Rowley: Ayers-Caesar/Judiciary issue may reach Parliament

Speaking at Piarco International Airport after he returned from a Caricom meeting in Grenada, Rowley said, “If that is so, it is for office holders involved to bring it to a head and have it dealt with even if it means Parliament (which is on a break) has to come back into Special Session.

“To pretend there is some other way when there is none,” he added, is bordering on a description which he does not want to use. “There is a problem and it has to be addressed. The best way might not be an investigation at this time,” he said.

A Government investigation, he said, would only suffice if it is the best option under the circumstances. However, he said, the Executive jumping to initiate an investigation might only worsen the situation.

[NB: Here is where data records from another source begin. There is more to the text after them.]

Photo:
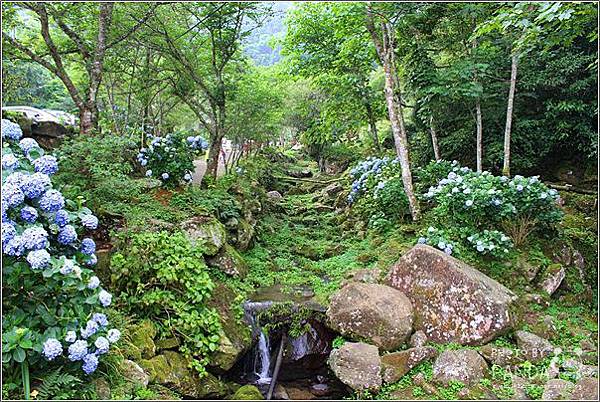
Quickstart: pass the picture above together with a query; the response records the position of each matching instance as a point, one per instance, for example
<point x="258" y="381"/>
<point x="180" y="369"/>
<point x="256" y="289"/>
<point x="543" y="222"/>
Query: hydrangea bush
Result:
<point x="52" y="300"/>
<point x="171" y="158"/>
<point x="491" y="213"/>
<point x="377" y="191"/>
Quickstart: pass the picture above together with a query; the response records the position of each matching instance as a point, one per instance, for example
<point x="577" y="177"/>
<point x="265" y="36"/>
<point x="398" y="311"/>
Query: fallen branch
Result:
<point x="570" y="188"/>
<point x="289" y="178"/>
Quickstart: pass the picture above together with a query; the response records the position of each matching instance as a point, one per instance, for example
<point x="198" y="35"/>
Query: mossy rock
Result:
<point x="206" y="231"/>
<point x="173" y="369"/>
<point x="142" y="337"/>
<point x="235" y="338"/>
<point x="247" y="393"/>
<point x="229" y="261"/>
<point x="169" y="343"/>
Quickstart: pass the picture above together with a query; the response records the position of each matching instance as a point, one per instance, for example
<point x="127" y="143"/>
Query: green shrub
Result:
<point x="170" y="158"/>
<point x="377" y="192"/>
<point x="161" y="276"/>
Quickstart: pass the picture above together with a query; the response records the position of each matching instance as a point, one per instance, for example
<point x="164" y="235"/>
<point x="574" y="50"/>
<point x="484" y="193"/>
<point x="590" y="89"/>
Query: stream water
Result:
<point x="304" y="373"/>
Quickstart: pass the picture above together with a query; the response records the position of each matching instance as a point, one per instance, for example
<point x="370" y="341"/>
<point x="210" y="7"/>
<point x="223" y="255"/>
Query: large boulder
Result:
<point x="378" y="313"/>
<point x="247" y="393"/>
<point x="229" y="261"/>
<point x="395" y="365"/>
<point x="206" y="231"/>
<point x="357" y="365"/>
<point x="453" y="302"/>
<point x="586" y="389"/>
<point x="465" y="365"/>
<point x="552" y="278"/>
<point x="142" y="337"/>
<point x="556" y="389"/>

On the resignation of Humphrey Stollmeyer and Roger Hamel- Smith from the JLSC, Rowley said he was, “a little surprised”, when he woke up yesterday at 4 am in Grenada, to discover the JLSC, “was not properly constituted and information to this effect had been available since June 22.” When these things happen, he said, they contribute to the public losing confidence in institutions of State and causing institutional paralysis. With the JLSC and Ayers-Caesar matters in the public domain and calls for people to resign from the JLSC, Rowley said, “I would have thought it would have been useful and necessary for the population to be told immediately that this (the resignations) is what happened on June 22 or June 23, and that it comes in effect from June 30.” Had the resignations been made public prior to Thursday, Rowley said, “We could have followed the process without acrimony and without suspicion.” “The suspicion could be completely unnecessary or troubling that something would have been happening. The jobs are hard enough as they are, but we don’t make them more difficult by these unnecessary developments,” he said.

“In our country,” he said, “conspiracy theories come up very easily and we exercise them.” However, he added, “the institutions of State need to be more responsive to public appetite for timely information and full disclosure.”